Aunque el presidente de Estados Unidos Donald Trump, ha dicho que no le interesa renovar el tratado, solo tiene la facultad para establecer revisiones anuales, declaró el congresista Henry Cuéllar
WASHINGTON, D.C. – El congreso de nuestro país tiene la última palabra para finalizar el T-MEC y la gente del sur de Texas y comunidades como la nuestra en todo el país saben que habrá continuidad.
El presidente Donald Trump solo tiene facultad de establecer revisiones anuales, declaró el Congresista Federal Henry Cuéllar.
Hace seis años, Estados Unidos, México y Canadá pusieron en marcha un acuerdo comercial que ha beneficiado a los trabajadores, agricultores y fabricantes estadounidenses.
Hoy, la Administración no renovó el T-MEC, lo que pone en marcha un período de una década de revisiones anuales y años de incertidumbre sobre las reglas que rigen casi dos billones de dólares en comercio entre los países de América del Norte.
El acuerdo comercial no expira hoy. Sin embargo, Estados Unidos, México y Canadá iniciarán renegociaciones anuales. Si no logramos llegar a un acuerdo, el T-MEC terminará el 1 de julio de 2036, dijo el Congresista Cuellar.
Si este acuerdo comercial llega a su fin, se estima que los hogares enfrentarían un aumento de impuestos de aproximadamente $300 al año y que el país perdería alrededor de 95,000 empleos.

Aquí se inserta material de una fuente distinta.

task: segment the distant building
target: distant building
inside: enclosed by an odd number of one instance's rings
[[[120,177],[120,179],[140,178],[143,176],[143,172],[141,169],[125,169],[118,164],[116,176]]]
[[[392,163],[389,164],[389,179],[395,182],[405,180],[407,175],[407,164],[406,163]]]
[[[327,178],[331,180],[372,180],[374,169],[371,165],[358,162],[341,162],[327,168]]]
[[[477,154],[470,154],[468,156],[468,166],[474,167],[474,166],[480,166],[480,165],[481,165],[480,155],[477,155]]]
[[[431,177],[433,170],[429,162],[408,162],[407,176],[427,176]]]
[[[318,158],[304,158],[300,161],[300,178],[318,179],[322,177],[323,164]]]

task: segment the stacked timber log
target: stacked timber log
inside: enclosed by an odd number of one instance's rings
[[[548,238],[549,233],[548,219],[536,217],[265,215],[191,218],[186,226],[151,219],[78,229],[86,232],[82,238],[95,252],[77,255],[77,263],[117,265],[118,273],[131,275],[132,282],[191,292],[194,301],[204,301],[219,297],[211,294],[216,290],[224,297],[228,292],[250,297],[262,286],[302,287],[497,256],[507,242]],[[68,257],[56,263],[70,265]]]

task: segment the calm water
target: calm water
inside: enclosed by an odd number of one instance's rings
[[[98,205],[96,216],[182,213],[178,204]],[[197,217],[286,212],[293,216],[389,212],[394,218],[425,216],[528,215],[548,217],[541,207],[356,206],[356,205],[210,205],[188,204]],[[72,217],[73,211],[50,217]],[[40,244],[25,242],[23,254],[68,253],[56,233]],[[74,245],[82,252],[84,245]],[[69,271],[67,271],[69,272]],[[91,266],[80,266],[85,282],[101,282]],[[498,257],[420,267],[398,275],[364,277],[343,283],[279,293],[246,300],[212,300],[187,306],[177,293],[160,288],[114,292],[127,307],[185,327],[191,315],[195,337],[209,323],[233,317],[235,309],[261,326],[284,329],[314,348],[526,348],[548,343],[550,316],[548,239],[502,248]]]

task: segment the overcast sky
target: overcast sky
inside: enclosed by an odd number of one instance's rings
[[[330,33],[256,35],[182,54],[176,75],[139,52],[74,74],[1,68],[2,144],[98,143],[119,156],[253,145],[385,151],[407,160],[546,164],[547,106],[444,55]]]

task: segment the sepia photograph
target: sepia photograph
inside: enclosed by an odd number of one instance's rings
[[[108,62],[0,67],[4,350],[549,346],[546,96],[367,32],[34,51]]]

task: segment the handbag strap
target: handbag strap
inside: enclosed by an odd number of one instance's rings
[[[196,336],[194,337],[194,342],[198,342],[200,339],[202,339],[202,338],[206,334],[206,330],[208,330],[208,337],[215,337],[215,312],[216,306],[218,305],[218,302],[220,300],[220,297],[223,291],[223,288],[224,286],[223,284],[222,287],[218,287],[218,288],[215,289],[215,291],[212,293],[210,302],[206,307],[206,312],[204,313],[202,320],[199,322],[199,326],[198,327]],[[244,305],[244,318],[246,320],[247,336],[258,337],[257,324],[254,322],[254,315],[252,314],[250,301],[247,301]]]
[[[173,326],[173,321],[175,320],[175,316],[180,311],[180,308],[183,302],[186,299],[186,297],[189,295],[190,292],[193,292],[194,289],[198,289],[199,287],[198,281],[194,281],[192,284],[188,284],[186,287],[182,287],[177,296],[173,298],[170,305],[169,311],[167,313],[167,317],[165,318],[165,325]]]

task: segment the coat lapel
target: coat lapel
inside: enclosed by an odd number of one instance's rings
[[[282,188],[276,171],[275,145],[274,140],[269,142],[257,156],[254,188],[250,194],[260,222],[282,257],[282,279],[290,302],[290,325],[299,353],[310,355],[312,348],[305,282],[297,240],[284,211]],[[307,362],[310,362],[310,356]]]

Nuestro distrito sentiría ese impacto primero, dijo. Laredo es el puerto terrestre de entrada más activo de Estados Unidos, y cuando las reglas que rigen el comercio transfronterizo se ponen en duda, son los transportistas, los agentes aduanales, los trabajadores de almacenes y los productores del sur de Texas quienes cargan con el peso de esa incertidumbre.
Las cadenas de suministro se construyen con décadas de planeación, no con decisiones que cambian año tras año. La respuesta no es alejarnos de este acuerdo, sino fortalecerlo.
“Apoyo una negociación trilateral de buena fe que mantenga a los tres socios en la mesa, preserve los mecanismos de cumplimiento que han protegido a los trabajadores estadounidenses y modernice el acuerdo para responder a los desafíos actuales”, dijo el Congresista Cuellar.
“Exhorto a la Administración a trabajar de lamano con el Congreso, nuestros socios de la industria y los trabajadores durante todo este proceso, y a negociar de una manera que fortalezca este acuerdo en lugar de debilitarlo. El Congreso tiene la última palabra sobre la terminación del acuerdo. La gente del sur de Texas, y comunidades como la nuestra en todo el país, cuentan con ello.”